Yalnız büyüdükçe birbirimize yabancılaştığımızı  birkaç kere fark etmiştim, aramıza meçhul anlaşmazlık setleri yığılıyordu ve ben bunları  yıkmaya çalışmaktan zevk alıyordum, fakat her birini yıktıkça daha büyüğünün önüme çıktığını  görmek beni hem sevindiriyor, hem kederlendiriyordu. Birbirimize açıldıkça kapanıyorduk.” (s.26)

Romanın sonunda Hasta Çocuk, ameliyat olmak için Dokuzuncu hariciye Koğuşu’na yatırılır. Hasta Çocuk yine yalnızdır.

“Gidiniz, bir şey istemiyorum, gidiniz.

Koğuştaki odam; bir demir karyola, başında bir küçük demir masa. Yerde kırmızı muşambalar. Çırılçıplak mavi duvarlar. Üstümde bir entari ve bir robdöşambr; kolları uzun geldiği için kendimi bu robdöşambr içinde de yadırgıyorum.

Hep gittiler. Yapayalnız. Çıt yok. Odaya şimdiye kadar hiç  tanımadığım yabancı bir akşam giriyor. Gittikçe artan karanlık, iki parça eşyayı da benden uzaklaştırıyor ve beni daha yalnız bırakıyor.

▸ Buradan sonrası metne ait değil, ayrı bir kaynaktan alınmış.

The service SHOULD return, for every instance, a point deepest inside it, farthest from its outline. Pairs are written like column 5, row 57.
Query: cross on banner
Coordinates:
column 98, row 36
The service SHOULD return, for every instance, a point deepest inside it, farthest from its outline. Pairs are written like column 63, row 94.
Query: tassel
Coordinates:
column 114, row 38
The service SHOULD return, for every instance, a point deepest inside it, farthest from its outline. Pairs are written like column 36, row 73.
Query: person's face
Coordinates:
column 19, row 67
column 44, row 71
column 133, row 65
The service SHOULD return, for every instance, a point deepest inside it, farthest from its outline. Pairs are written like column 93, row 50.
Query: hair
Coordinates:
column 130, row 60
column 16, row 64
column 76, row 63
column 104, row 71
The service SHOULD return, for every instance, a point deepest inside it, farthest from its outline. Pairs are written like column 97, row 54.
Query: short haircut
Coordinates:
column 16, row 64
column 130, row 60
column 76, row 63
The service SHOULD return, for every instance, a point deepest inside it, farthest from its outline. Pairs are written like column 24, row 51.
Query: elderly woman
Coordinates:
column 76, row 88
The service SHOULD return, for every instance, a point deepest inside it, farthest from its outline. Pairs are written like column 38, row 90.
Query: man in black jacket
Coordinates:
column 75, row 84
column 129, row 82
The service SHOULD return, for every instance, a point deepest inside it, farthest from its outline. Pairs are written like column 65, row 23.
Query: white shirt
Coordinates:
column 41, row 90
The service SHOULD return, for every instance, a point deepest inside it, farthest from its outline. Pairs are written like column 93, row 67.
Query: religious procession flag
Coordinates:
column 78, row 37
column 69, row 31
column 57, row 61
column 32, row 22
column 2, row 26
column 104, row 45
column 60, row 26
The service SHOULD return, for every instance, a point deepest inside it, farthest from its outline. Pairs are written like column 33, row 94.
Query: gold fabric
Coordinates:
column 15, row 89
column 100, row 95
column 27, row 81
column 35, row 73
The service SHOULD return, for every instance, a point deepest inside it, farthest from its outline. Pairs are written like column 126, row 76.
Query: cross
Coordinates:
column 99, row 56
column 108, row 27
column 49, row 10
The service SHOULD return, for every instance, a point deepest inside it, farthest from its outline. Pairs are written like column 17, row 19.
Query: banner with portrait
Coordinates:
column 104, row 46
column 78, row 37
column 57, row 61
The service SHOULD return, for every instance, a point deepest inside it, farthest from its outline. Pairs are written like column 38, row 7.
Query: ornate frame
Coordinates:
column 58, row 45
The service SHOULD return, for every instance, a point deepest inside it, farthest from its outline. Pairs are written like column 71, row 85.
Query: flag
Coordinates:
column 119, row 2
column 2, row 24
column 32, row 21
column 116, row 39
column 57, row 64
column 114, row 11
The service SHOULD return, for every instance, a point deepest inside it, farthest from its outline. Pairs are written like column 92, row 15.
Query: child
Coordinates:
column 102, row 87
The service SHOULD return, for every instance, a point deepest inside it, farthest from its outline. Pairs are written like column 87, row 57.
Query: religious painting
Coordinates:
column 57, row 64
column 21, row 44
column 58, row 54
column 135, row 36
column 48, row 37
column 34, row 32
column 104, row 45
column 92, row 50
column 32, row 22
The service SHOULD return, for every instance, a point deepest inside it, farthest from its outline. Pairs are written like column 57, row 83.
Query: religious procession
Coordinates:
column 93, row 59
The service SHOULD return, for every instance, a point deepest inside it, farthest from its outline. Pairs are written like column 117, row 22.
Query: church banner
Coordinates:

Odadan gündüz  ışığıyla beraber bana ait her şey çekiliyor: Evime ait hatıralar, kalabalıklar, sevdiklerimin sesleri, birçok şekiller, hayatımın parçaları, Erenköy, köşk, tren, vapur, fakülte, doktorlar, hastabakıcılar, hayatın gürültüleri, şehir, gündüzün sesleri her şey uzaklaşıyor. İçimde bir boşluk. Garip ve büyük bir his, derinliklerime doğru kaçıyor, gizleniyor. Ruhum karartılarla, sessiz ve şekilsiz gölgelerle, eşya arkasına saklanan hayaletler gibi kendilerini göstermeden korkutan meçhul varlıklarla dolu.

Kapım kapalı. Açmak istemiyorum. Açarsam hastanenin benim için hazırladığı  felâketlerin hepsi birden içeri girecek sanıyorum.” (s.93-94)

Hasta Çocuk sosyal konularla ilgili
düşüncelerinde de yalnızdır. Milliyetçi bir kişiliğe sahip olan Hasta Çocuk, millî değerlerine bağlı, Türkçeyi seven ve diline sahip çıkan biridir. Fakat Paşa ile Doktor Ragıp’ın yozlaşmış düşüncelerine tahammül edemez.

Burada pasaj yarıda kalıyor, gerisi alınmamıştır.